É. N. : Avec le CEPS, grosso modo, on conserve l’impératif de justice sociale en accordant de meilleures conditions aux industriels qui masquent des accords prix-volume. Il faut éviter deux erreurs d’analyse qui consistent à prendre les prix faciaux pour des données réelles. Il y a des accords qui viennent modérer ce qui est réellement payé au final et des remises sur lesquelles on ne publie pas. Aux États-Unis, on annonce des prix très élevés, mais chaque assurance négocie un tarif moindre. Ensuite, c’est un tout que le CEPS négocie. Il doit être attentif à ne pas faire trop baisser les prix des médicaments anciens, sinon ils ne seront plus fabriqués. Idem pour les prix des génériques. Surtout, le CEPS ne fixe pas des prix mais des budgets. Car, au-delà d’un prix facial, il fixe des plafonds de vente en dessous desquels chaque nouvelle boîte vendue est cédée à un prix bien inférieur.

Ce sont les accords prix-volumes sur lesquels on a peu de visibilité. Au final, les médicaments ne coûtent donc pas aussi cher qu’on le pense. La dépense globale de médicament est stable, car 80 à 90 % des produits ont un prix très bas, pour pouvoir prendre en charge les molécules très coûteuses.

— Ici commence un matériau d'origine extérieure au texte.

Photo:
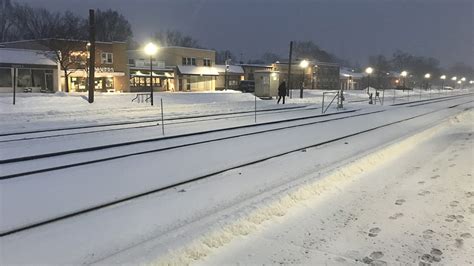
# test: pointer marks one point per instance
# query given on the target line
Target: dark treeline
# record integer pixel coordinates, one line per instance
(23, 22)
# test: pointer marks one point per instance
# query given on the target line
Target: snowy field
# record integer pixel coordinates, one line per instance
(377, 184)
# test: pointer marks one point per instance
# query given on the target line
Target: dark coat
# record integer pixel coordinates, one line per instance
(282, 89)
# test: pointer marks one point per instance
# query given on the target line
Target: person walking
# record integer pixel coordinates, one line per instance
(282, 92)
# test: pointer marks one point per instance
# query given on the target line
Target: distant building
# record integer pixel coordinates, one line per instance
(35, 71)
(249, 70)
(318, 75)
(174, 69)
(111, 70)
(351, 80)
(233, 75)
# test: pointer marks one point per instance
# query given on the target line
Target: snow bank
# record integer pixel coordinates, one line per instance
(276, 206)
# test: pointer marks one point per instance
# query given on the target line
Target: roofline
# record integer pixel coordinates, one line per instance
(59, 39)
(176, 47)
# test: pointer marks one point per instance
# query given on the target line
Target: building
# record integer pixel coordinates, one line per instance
(111, 69)
(233, 76)
(249, 70)
(317, 75)
(35, 71)
(177, 69)
(351, 80)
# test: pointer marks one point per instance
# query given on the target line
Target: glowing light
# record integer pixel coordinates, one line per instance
(304, 64)
(151, 49)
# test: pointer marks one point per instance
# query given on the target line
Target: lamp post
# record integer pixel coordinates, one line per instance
(404, 75)
(443, 77)
(150, 50)
(454, 81)
(303, 64)
(427, 77)
(369, 71)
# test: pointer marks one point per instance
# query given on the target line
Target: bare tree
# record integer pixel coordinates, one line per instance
(6, 22)
(112, 26)
(70, 55)
(176, 38)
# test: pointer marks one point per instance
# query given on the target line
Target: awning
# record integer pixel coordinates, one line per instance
(198, 70)
(146, 75)
(81, 73)
(232, 69)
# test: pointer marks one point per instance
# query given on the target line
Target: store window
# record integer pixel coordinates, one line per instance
(107, 58)
(190, 61)
(24, 77)
(5, 77)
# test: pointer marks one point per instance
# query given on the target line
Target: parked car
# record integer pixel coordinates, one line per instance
(247, 86)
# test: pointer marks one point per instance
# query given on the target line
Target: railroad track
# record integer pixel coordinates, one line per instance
(213, 173)
(149, 123)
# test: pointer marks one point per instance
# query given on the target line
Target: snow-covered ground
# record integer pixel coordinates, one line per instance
(213, 220)
(416, 207)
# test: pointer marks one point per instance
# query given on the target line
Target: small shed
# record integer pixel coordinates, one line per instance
(266, 83)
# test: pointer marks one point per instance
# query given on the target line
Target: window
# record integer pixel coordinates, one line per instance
(107, 58)
(189, 61)
(5, 77)
(24, 78)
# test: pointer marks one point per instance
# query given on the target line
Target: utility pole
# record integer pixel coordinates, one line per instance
(14, 84)
(289, 70)
(91, 55)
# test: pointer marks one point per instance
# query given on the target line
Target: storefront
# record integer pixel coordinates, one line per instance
(162, 80)
(196, 78)
(105, 80)
(33, 72)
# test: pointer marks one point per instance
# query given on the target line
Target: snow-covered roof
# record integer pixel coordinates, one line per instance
(198, 70)
(344, 72)
(232, 69)
(25, 57)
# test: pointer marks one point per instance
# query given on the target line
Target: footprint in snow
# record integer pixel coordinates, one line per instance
(428, 234)
(423, 192)
(396, 216)
(454, 203)
(434, 256)
(399, 202)
(374, 259)
(373, 232)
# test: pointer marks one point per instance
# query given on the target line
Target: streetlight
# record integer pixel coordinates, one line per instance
(427, 77)
(404, 75)
(369, 71)
(303, 64)
(454, 81)
(443, 77)
(150, 50)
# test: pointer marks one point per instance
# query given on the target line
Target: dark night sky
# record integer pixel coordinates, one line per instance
(351, 29)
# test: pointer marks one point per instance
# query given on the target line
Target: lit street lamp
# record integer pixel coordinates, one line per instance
(427, 77)
(443, 77)
(369, 71)
(150, 50)
(303, 64)
(404, 75)
(454, 81)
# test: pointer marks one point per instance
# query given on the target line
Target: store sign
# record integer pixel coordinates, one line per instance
(102, 69)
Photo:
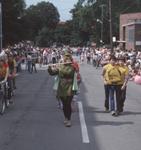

Et là, ce sont les industriels qui devraient se plaindre, c’est-à-dire ceux sur lesquels on fait pression pour diminuer le prix de leurs produits pour “faire de la place” aux récentes innovations.

1- Étienne Nouguez, Cyril Benoît, « Gouverner (par) les prix. La fixation des prix des médicaments remboursés en France », Revue française de sociologie, mars 2017, vol. 58, pp. 399-424.

1- Comité économique des produits de santé.

2- L’amélioration du service médical rendu.